2011

The Artist – O Artista (2011) [Michel Hazanavicius]

“I’m the one people come to see. They never needed to hear me!”

O Artista (Jean Dujardin)

The Artist, é um drama/romance realizado por Michel Hazanavicius, que se passa em 1927 e retrata a história de George Valentin (Jean Dujardin), uma estrela de Hollywood do cinema mudo, à beira do nascimento do cinema falado e de Peppy Miller (Bérénice Bejo), uma rapariga que acidentalmente entra na vida do astro e que mais tarde, juntamente com Valentin, vai trabalhar no estúdio de Al Zimmer (John Goodman).

Apelando à falsa nostalgia dos anos 20, o filme envolve-nos numa mística de quando o cinema era algo mágico, mudo e a preto e branco. Michel Hazanavicius dá-nos a conhecer a história de George Valentin (Jean Dujardin), um ídolo dos filmes mudos, adorado pelo público e de natureza extremamente narcisista que, após a estreia do seu último filme, por mera chance, se depara com uma charmosa fã, Peppy Miller (Bérénice Bejo), originando de súbito nos jornalistas, um interesse na intrigante identidade da mesma. Jogando estrategicamente com a alternância da banda sonora (e com a presença ou ausência dela), a obra pinta retratos variados dentro das mesmas cenas, encantando a audiência com a variação do clima sentido e do jogo de humores decorrente.

Bérénice Bejo em "The Artist"

Chegamos a uma camada mais interior do filme quando Peppy (como dançarina e depois figurante) se volta a encontrar com Valentin no decorrer da produção de um dos seus filmes dando origem a uma fantasiosa troca de olhares durante a filmagem e a um ambiente magnético quando a estrela encontra Peppy no seu camarim, tornando esta uma das cenas mais intensas do filme e onde a realização de Hazanavicius brilha juntamente com uma graciosa actuação por parte de Bérénice Bejo.

É a partir deste momento que a história se começa a desenrolar e onde as personagens realmente se começam a desenvolver. O ambicioso percurso de Peppy pela indústria cinematográfica leva-a ao estrelado e simultâneamente, a génese dos filmes falados (talkies) põe a um fim ao cinema mudo. O orgulho e ego colossal do protagonista vão conduzi-lo à dissolução do seu casamento e ao fim da sua carreira quando Valentin decide realizar e produzir o seu próprio filme afirmando que ele não é uma mera marioneta, mas um artista. Esta série de eventos leva à queda de Valentin, que acompanhado pelo seu cão e por o seu chauffeur, Clifton (James Cromwell),  se vêem forçados a encarar as novas dificuldades.

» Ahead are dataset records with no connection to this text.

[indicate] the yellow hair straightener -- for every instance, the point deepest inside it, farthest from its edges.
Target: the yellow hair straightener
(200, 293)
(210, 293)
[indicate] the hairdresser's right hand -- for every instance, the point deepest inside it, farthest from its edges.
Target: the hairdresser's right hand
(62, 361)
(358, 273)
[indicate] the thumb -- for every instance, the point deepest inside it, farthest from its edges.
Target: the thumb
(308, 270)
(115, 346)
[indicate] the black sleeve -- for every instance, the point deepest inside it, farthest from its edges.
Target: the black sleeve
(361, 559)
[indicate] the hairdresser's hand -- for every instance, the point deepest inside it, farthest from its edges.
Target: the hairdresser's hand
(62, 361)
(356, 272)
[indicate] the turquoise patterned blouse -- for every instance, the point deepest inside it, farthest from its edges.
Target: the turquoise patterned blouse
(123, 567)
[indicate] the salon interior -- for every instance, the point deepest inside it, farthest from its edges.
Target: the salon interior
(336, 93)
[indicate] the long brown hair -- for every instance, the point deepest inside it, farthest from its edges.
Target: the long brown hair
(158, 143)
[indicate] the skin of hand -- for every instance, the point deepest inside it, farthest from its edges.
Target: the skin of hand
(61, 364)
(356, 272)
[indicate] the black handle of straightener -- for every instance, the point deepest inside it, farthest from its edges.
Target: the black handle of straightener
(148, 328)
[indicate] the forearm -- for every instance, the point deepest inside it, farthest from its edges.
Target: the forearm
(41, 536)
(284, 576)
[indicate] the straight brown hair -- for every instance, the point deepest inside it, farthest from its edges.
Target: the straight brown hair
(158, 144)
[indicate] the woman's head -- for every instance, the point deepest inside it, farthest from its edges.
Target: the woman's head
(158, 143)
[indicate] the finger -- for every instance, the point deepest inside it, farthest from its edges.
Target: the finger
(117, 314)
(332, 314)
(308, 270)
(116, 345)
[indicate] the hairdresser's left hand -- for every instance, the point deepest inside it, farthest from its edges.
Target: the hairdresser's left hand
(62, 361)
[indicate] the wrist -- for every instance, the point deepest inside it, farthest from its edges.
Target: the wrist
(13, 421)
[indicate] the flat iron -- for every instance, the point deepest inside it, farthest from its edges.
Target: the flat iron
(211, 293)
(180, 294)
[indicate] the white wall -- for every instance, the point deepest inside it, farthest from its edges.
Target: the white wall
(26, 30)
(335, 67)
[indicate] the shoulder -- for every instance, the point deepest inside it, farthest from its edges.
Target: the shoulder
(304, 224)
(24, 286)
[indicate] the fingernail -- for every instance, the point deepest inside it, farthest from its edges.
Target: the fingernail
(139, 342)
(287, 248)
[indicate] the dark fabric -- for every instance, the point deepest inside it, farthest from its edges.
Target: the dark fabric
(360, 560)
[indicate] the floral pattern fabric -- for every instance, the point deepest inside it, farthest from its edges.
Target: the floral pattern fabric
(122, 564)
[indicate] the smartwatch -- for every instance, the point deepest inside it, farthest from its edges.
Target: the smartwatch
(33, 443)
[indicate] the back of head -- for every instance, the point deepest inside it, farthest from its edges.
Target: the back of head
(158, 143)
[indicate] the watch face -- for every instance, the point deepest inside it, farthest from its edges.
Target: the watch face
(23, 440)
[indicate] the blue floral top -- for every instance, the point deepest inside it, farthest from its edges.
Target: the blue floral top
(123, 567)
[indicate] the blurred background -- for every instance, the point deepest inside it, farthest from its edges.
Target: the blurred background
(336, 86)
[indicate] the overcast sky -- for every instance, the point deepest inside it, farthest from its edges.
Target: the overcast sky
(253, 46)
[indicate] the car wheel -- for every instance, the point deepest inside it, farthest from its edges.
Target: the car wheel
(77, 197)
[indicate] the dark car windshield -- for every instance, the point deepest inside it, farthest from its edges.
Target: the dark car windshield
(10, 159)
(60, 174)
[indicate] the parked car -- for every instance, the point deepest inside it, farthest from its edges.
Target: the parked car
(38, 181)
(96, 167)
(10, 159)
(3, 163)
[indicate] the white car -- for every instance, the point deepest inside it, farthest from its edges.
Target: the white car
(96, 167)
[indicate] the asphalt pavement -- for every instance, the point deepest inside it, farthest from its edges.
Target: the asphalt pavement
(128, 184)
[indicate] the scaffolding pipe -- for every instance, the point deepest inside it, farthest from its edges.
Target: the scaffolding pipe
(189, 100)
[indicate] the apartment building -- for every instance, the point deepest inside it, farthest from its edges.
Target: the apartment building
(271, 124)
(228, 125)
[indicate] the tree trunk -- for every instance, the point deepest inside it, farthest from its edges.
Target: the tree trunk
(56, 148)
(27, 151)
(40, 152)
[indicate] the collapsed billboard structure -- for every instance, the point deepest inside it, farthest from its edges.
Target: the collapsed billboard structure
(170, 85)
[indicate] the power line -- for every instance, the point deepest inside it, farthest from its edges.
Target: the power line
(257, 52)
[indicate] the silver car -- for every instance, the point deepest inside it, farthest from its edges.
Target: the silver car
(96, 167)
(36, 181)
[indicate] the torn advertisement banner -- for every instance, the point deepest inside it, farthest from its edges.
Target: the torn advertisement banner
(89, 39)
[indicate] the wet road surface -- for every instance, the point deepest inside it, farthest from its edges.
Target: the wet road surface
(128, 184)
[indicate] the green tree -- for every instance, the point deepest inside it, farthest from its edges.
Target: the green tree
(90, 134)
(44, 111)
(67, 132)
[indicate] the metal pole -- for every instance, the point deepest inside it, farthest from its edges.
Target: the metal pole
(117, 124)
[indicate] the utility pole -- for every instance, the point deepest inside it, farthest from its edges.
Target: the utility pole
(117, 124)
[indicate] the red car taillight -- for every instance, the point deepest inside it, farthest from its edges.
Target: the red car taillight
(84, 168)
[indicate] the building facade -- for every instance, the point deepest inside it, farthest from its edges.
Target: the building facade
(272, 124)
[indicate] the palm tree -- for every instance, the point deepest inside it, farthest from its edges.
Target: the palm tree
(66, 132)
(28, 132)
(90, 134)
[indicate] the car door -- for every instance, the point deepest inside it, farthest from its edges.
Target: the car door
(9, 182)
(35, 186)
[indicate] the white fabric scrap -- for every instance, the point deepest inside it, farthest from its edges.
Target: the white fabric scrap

A banda sonora de Ludovic Bource, aliada à sólida realização de Hazanavicius é, sem dúvida alguma, um dos aspectos que segura o sucesso de um filme bastante ambicioso por parte do cinematógrafo francês. A música de Bource indica-nos com precisão o teor e o contexto de cada cena sem que seja necessária a fala. Toda ela é muito bem concebida, fluindo ao longo da película e constantemente em sintonia com a representação das personagens graças a um forte elenco cuja prestação na tela foi estelar. O desenvolvimento das personagens é orgânico ao longo do filme visto aos actores funcionarem bem nos papéis designados.

É de notar que a simbologia, embora evidente, desempenha um papel fundamental nos momentos mais marcantes do filme. Conta também com uma exuberante cenarização que reflecte bastante esforço investido para dar à obra uma representação detalhada e fiel da época, criando assim um universo idêntico ao dos anos (1927-1932) em que o filme decorre.

George Valentin (Jean Dujardin) e Peppy Miller (Bérénice Bejo)

O facto de ser um filme “mudo” e a preto e branco acaba por ser uma faca de dois gumes onde nos cinemas os filmes estão recheados com efeitos especiais e numa sociedade que se baseia na filosofia do “quanto mais melhor” e é adepta da gratificação instantânea, a produção de um filme como o “The Artist” tanto é ousada como louvável, embora “assuste” o público que se cinge estritamente aos blockbusters; mas a verdade é que os seus 52 prémios não deixam espaço para dúvidas sobre o mesmo.